I checked your link and found it very interesting, but I don’t think it necessarily conflicts with my point, in fact, it probably supports it (by the way, I’m basically channeling Thomas Sowell’s “Conflict of Visions” on this topic. I know he’s not much more than a right wing crank at this point, but he’s done good things in the past.).
I struggle with labels like “left” and “right” but I can’t think of anything better. I don’t question that the left is smarter or more open to new ideas than the right, that’s the crux of the issue (I recently saw a study that only 6% of scientists self identified as Republican). Smart people value articulated reason. They see a problem, formulate a solution and then want to implement it. This sometimes leads to a “the ends justify the means” attitude. They can’t understand why everyone doesn’t make the same “smart” decisions they would make. This leads them to believe that their opponents are stupid or in the pay (or the sway) of evil forces. They see tradition and loyalty as artificially restricting their freedom to improve things. They would like to see judges make the “right” decision and see a blind adherence to the law as an impediment to this goal. They tend to underestimate the possibility that unintended consequences might make their plans go awry. They are in favor of centralized power because, with smart people running the show, they can be more effective.

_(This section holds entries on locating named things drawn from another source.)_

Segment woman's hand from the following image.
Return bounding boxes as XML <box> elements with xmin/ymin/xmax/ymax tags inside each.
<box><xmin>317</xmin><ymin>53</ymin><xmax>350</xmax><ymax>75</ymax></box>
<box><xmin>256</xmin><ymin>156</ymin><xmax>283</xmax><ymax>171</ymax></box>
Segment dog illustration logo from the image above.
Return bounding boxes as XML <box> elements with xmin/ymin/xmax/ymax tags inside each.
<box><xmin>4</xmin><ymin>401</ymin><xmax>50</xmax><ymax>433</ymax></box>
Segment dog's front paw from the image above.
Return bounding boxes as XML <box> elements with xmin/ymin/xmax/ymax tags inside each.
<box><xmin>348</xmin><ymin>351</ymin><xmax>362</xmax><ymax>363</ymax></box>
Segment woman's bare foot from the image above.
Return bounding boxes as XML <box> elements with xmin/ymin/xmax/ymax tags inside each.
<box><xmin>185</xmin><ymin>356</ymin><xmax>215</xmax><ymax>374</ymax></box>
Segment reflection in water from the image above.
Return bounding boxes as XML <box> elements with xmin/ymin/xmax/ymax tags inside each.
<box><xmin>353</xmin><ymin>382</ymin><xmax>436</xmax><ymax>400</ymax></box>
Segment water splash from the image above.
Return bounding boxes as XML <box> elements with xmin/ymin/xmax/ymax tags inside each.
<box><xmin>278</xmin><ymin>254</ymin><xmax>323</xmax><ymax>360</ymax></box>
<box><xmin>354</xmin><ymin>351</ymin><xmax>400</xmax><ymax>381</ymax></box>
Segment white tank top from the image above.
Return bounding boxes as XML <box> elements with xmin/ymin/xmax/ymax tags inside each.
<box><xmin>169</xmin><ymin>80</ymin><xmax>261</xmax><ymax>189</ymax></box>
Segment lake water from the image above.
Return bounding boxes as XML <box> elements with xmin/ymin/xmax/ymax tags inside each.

The “right” acknowledges that some people are much smarter than others in their area of expertise, but don’t grant them that same status in other venues. They care more about processes than outcomes. They are leery of making large changes to things that have worked well for long periods of time. There must have been some good reason it’s always been done that way (and there usually is). They worry about unintended consequences. They believe that the best laid plans of men often go awry. They want to keep government decentralized because they don’t trust smart people and they don’t want to be told what to do. The right often think that their opponents are well intentioned but naive.
This is not to say that there aren’t any smart people on the “right”, but “naïve” smart people who haven’t thought in depth about these issues are likely to be on the left. The more experience smart people have with reality, the better the chance that they move to the right.
Sometimes, I wish that was some mechanism in place in which the people who vote for something actually have to pay for it.
I know it's juvenile and would never work (I mean, who wants to spend their own money things like infrastructure: bridges and the like). I just get upset that when the American people (or a subset thereof) the reaction is always "STart now, we'll pay for it later" followed by "Tax the greedy rich and the corrupt companies with their evil profits"
I agree that in order to do business, there are a set of moral priorities that should be followed that aren't or can't be codified in a set of laws. I agree that it is a citizens duty to do good with whatever bounties they are fortunate enough to have earned.
I guess I just object to things I disagree with being passed and paid for with my money.
But, hey, elections matter, so we all expected a degree of left-wing crap to come about, after all the right wing crap of the past 8 years. DOesn't mean we have to like it. DOesn't mean we should just sit down, shut up, and take it. What it means is that we are duty bound to fight what we see as an injustice with vehemence.
WHat I don't understand is the level of vitriol spewed by many of the fools on this message boards, writing terrible insults they would never dare speak to someone's face. I admit, there are just as many unreasonable nutjobs on the right as there are on the left (I mean really, for every gun nut who wants access to automatic weaponry, there is an eco-activist that wants us to go back to horse carts and candle light). WHat I have seen here contains a large amount of expletive laden diatribes directed in a condescending fashion.
It is hard to believe that any of you considers yourselves as adding anything positive to the debate. It is a string of "You're stupid" and "I know you are, but what am I." type childish behavior.
You guys can have this message board, in fact this entire site, as it seems to exist solely for onanistic liberal intellectual fantasy.